O Brasil e o mundo estão mais velhos. Se antes os jogadores se aposentavam aos 30, hoje é diferente. Daniel pode e deve jogar. O mesmo para Thiago Silva que já fez 38.
O futebol está mais rápido, assim como os casamentos, assim como os aviões, assim como a internet. Mas velocidade não quer dizer pressa. Quem corre demais cansa.
Vejamos nossos campeonatos. Ganso, do Fluminense, tem 33 e é dono do futebol mais vistoso do país, justamente porque não é apressado. Aos 37, Diego Souza se destacou no Grêmio e balançou a rede 14 vezes na série B. Passado dos 40, Nenê fez o gol que trouxe o Vasco de volta à primeira divisão.
Felipão, treinador vice-campeão da Libertadores da América, vai fazer 75.
Nos aposentaremos mais tarde, nossos filhos terão filhos mais tarde e nossos netos vão passar fácil dos 100 anos. É só o homem deixar o planeta em paz.

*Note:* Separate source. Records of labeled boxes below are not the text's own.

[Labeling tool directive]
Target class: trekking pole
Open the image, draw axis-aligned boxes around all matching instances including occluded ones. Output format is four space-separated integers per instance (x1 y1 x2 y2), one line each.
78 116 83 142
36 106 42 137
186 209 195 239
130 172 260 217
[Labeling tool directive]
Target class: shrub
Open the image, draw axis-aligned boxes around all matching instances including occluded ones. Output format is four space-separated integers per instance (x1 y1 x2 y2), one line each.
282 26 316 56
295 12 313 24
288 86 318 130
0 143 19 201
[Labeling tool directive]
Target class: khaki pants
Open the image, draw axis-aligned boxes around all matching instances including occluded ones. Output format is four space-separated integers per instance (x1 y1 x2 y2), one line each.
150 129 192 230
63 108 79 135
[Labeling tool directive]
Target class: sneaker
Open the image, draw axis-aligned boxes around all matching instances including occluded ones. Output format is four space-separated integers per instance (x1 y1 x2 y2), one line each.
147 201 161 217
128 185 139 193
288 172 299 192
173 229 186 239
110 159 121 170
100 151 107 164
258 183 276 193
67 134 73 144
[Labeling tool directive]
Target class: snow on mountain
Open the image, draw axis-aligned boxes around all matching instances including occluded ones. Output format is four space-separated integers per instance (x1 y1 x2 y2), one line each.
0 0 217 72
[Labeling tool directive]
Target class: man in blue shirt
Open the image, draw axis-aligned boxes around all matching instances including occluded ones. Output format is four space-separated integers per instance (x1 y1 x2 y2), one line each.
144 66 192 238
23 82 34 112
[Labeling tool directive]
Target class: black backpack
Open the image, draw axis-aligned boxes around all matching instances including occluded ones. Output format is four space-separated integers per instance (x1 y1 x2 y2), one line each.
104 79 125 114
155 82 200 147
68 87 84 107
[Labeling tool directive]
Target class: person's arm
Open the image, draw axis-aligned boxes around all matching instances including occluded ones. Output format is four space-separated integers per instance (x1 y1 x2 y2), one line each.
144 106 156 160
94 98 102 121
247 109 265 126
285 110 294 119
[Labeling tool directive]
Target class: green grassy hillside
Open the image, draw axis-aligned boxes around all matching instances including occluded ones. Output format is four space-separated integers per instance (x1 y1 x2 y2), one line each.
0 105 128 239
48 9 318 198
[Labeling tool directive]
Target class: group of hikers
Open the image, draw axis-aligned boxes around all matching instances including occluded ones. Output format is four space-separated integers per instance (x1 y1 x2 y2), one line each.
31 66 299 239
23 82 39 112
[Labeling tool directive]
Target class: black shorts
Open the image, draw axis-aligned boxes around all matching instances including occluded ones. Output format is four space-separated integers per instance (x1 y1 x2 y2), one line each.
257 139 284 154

Caetano, Gil, Milton e Paulinho da Viola estão belos e faceiros aos 80. Algum deles passou a desafinar ou esquecer as letras?
Fernanda Montenegro chegou aos 93 e Luiza Erundina – deputada federal reeleita – vai comemorar 88 no final do mês.
A potência e a força dos mais experientes estão na nossa frente. A toda hora vemos idosos que se formaram na terceira ou quarta fase da vida. São doutores exibindo seus diplomas com orgulho aos 70, 80, 90.
Desde o ano passado, pago meia entrada no cinema, teatro e no transporte público sento naquele banco especial.
Dia desses, os lugares preferenciais estavam ocupados no vagão da CPTM e eu viajava de pé. Levava o jornal debaixo do braço e usava bermuda por pura distração, já que o dia estava frio.
Um jovem passageiro ofereceu o lugar dele, quase levantando.
Agradeci e mantive a pose, ainda de pé. Ele insistiu com bons argumentos, enquanto os outros passageiros acompanhavam me olhando, já curiosos
– Senta aqui, por favor, vai. O senhor vai viajar com mais conforto e pode ler o seu jornal com segurança.
Conforto. Segurança. Jornal. Essas palavras dizem muito, têm prazo de validade. Entendi e atendi, livre de orgulho e outras bobagens.
Ao ocupar o banco, senti na pele, que a gentileza trazia escondido um presente: o assento até então ocupado pelo rapaz, estava quentinho, ideal para acolher minhas pernas geladas. Olhei a vista lá fora, respirei fundo e abri o jornal, em busca das notícias da Copa e seus jovens veteranos.